Mastodawn

Aaron Jan 14, 2025

*KICKS DOOR DOWN*

Hey everyone! Hate AI web crawlers? Have some spare CPU cycles you want to use to punish them?

Meet Nepenthes!

https://zadzmo.org/code/nepenthes

This little guy runs nicely on low power hardware, and generates an infinite maze of what appear to be static files with no exit links. Web crawlers will merrily hop right in and just .... get stuck in there! Optional randomized delay to waste their time and conserve your CPU, optional markovbabble to poison large language models.

Nepenthes - ZADZMO.org

Making web crawlers eat shit since 2023

Show thread

sb arms & legs Jan 14, 2025

@aaron
This sounds like a lot of fun! I have a 56 core blade sitting around here somewhere...

Show thread

Aaron Jan 14, 2025

@sb Oh let's. Fucking. GO! Sadly it can't saturate more than one CPU yet.

Yet.

....

I just posted a list of other projects I want to make headway on this year, and bam, now I see I missed one. Was halfway through something that'd easily max out that blade!

Show thread

sb arms & legs Jan 15, 2025

@aaron
I've just be working with multithreaded http requests in #python.
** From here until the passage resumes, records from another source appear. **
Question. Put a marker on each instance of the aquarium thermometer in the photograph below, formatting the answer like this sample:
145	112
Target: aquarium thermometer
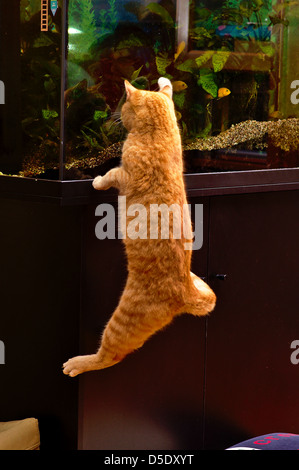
44	15
54	6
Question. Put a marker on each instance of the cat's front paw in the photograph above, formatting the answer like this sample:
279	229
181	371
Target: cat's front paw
98	182
79	364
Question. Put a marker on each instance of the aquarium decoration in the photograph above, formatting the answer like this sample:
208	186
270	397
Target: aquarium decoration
225	76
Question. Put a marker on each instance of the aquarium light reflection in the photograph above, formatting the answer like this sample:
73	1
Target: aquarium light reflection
74	31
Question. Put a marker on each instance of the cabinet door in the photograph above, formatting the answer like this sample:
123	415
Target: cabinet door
154	398
252	385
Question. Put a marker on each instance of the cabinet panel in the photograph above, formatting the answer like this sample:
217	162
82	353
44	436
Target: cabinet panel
251	383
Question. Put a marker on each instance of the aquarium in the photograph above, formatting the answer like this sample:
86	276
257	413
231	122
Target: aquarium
233	64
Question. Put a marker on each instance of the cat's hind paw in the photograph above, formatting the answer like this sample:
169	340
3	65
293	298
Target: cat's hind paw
79	364
98	182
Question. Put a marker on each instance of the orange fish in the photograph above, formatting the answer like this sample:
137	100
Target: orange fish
222	92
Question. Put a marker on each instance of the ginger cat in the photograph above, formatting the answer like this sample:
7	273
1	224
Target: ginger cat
160	285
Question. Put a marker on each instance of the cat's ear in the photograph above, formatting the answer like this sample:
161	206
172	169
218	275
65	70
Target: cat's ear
129	89
165	86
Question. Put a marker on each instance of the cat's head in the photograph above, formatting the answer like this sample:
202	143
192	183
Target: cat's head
146	110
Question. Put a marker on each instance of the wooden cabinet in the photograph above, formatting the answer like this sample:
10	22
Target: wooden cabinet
203	383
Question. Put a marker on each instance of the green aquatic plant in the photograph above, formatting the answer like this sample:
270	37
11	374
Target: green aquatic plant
82	29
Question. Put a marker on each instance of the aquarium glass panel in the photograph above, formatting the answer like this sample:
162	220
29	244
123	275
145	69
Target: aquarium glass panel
30	70
234	66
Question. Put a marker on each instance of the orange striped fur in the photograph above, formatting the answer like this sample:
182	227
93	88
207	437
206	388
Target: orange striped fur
160	285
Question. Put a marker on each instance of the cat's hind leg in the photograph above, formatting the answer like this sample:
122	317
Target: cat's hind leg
202	299
131	324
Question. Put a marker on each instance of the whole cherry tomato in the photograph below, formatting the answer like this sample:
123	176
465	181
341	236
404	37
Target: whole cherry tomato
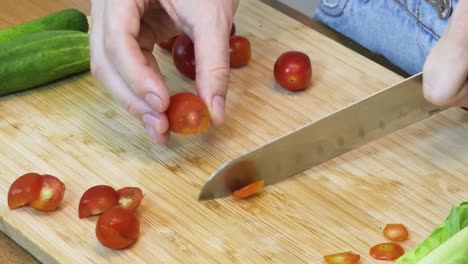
51	194
293	70
187	114
24	189
386	251
96	200
130	198
167	44
183	56
239	51
117	228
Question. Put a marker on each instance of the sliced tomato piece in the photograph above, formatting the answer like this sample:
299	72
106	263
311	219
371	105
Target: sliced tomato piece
249	190
117	228
342	258
24	189
130	198
396	232
96	200
51	194
386	251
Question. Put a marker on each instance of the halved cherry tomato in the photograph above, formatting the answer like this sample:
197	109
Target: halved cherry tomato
96	200
24	189
167	44
386	251
130	197
239	51
249	190
342	258
51	194
187	114
396	232
293	70
117	228
183	56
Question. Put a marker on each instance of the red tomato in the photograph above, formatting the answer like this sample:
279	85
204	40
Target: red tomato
183	56
187	114
130	198
167	44
239	51
342	258
386	251
96	200
249	190
117	228
293	70
24	189
233	29
396	232
51	194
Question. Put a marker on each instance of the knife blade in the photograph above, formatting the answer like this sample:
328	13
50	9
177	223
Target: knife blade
349	128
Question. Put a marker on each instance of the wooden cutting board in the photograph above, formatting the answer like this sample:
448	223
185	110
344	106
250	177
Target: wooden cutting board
73	129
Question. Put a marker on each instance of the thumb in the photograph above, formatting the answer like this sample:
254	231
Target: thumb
446	67
212	67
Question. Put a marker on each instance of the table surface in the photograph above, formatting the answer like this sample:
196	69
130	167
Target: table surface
19	11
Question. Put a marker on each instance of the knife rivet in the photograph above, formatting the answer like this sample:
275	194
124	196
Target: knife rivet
382	124
361	132
340	141
320	149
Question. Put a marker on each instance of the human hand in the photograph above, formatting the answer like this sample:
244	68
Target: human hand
445	71
123	34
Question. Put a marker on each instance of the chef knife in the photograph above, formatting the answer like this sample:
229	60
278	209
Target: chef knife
362	122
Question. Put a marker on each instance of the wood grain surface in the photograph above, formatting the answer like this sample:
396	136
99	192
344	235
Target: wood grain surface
74	129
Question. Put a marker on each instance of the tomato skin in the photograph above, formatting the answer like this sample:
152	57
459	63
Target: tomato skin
233	29
386	251
293	70
96	200
183	56
167	44
24	189
342	258
117	228
187	114
249	190
395	232
130	198
50	195
239	51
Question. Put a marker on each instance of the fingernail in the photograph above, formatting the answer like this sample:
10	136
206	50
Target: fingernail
150	131
218	109
154	101
153	122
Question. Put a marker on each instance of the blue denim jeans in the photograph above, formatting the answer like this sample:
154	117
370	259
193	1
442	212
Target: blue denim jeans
403	31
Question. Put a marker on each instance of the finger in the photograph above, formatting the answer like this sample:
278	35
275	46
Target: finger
123	50
446	68
158	122
104	71
211	42
444	74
Alas my #lua is limited or I'd offer to help make it so.

It would really be fun to set that thing up with a handful of VMs, each running some of these projects and collect some data.

Show thread

Aaron

@sb Nepenthes already aggregates statistics of IP and User-agent info, and it is indeed interesting to pick through.

Google is the only crawler smart enough to escape - but it keeps coming back eventually.

Facebook is the only one that seems to use IPv6.

There's a lot of shadow crawlers, with fake Chrome user agents to remain hidden, mostly in China.